# here's our fat girl... INDIGO!



## Indigo Bully Connection (Dec 21, 2006)




----------



## koonce272 (Sep 16, 2008)

oozzz a prego puppy dog needs some cuddles.


----------



## Indigo Bully Connection (Dec 21, 2006)

haha Indi is the best cuddling dog I have ever had... she doesnt step on you when she cuddles up, but makes sure she presses her whole body to ya.


----------



## American_Pit13 (Apr 23, 2007)

Someone defiantly has a case of the chunkies!


----------



## Roxy_Nie (Oct 10, 2008)

Awwwww...She looks so pretty...

No Fat just heavy set...LOL


----------



## Roxy_Nie (Oct 10, 2008)

Awwwww...She looks so pretty...

No Fat just heavy set...LOL


----------



## Sydney (Aug 14, 2007)

Good to see she is starting to pack on the poundage!


----------



## alphamum82 (Mar 18, 2009)

She's so beautiful!!! She's gonna have some beautiful pups no doubt! She rolls around just like China. I love that pittie smile!


----------



## Proud Marine Dad (Apr 1, 2009)

I think her and my Tasha eat at the same all you can eat restaurant! 
:rofl: :rofl: :rofl:


----------



## LiiL_L0cz_Red_N0se (Sep 15, 2008)

aww she is taking pregnancy well1  she looks good! ahaha i like the rolling aroud pics.. i love when dogs do that ahha they look like they jsut love life lol


----------



## Sadie (Jun 18, 2008)

Oh god LOL she looks so miserable .. I know that feeling of being preggers it sucks LOL .. At least for me I hated being preggers I had the same look as Indi hurry up and get out of here already LOL ... She is a doll


----------



## Patch-O-Pits (Jan 12, 2008)

Such a sweet looking expression in every pict! I hope she is doing well. Chubby wubba cutie pie. Are you going to x-ray to make sure the head size is not to big for a natural delivery since the papa is a big boy?


----------



## lauren99 (Apr 1, 2009)

Shes beautiful! I love the pics of her rolling around on the bed lol..too cute!


----------



## Indigo Bully Connection (Dec 21, 2006)

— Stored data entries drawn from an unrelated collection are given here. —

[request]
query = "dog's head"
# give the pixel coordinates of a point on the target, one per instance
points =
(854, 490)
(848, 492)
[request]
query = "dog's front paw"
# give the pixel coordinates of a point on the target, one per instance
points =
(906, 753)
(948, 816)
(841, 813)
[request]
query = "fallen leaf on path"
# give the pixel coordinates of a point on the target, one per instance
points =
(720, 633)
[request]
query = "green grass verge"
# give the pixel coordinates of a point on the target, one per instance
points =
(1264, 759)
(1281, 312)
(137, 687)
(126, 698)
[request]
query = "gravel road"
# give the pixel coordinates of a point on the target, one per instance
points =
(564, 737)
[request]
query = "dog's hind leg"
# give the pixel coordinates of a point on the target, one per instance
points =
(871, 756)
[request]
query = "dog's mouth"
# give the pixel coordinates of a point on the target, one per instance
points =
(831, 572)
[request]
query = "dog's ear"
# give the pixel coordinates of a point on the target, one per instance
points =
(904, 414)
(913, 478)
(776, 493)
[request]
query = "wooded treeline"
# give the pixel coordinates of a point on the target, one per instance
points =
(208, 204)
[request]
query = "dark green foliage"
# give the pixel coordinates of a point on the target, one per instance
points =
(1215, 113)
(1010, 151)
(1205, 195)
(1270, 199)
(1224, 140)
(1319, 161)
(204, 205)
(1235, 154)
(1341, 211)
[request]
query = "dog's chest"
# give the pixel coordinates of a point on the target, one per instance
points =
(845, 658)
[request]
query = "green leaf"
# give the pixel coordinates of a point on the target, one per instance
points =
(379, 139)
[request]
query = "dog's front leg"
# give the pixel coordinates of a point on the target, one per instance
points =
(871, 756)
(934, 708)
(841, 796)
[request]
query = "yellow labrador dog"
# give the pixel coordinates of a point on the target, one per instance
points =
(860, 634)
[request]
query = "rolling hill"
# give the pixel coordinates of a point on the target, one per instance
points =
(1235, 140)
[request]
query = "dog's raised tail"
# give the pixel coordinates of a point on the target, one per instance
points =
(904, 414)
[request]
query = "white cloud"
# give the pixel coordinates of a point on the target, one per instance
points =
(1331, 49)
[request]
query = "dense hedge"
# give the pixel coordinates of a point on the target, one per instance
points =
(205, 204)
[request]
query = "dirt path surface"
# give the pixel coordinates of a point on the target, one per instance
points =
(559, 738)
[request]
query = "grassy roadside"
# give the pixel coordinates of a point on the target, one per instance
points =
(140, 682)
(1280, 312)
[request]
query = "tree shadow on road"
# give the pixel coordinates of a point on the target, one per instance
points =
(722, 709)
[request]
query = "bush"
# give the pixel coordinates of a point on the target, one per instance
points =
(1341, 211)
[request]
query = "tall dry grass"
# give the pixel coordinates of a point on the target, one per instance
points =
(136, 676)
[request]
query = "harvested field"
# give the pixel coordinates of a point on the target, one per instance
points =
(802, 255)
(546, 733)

Thanks everyone for the wonderful support! 

Lol Indi really got chunky when i started her on those satin balls... normally she's not this big!!! She for darn sure looks like she's over fed now!

Patch, yes, indi will be going in for an xray on the 24th...her due date is between the 28th and the 30th... we're not sure which exact day because the process we used to inseminate her is new to my vet. Tua's really isn't much bigger than Indi... now that he's getting in shape he's around 65-70 pounds.


----------



## Harley D (Mar 27, 2009)

God! She is fat, really packing it on lately. She looked so much skinnier last saturday. Dang thats big, she didnt have that many roles when I saw her last. Wow fatty. Are you going to make her a doggie cake for when she has her pups?


----------



## pitbullangel (Apr 1, 2009)

pretty girl


----------



## Indigo Bully Connection (Dec 21, 2006)

I'm going to post the pedigree of the puppies in the Bloodlines forum


----------



## BroncoGurl (Mar 20, 2009)

Oh my God, she is adorable all chunked up like that. She has the cutest face. Can't wait to see some puppy pics.


----------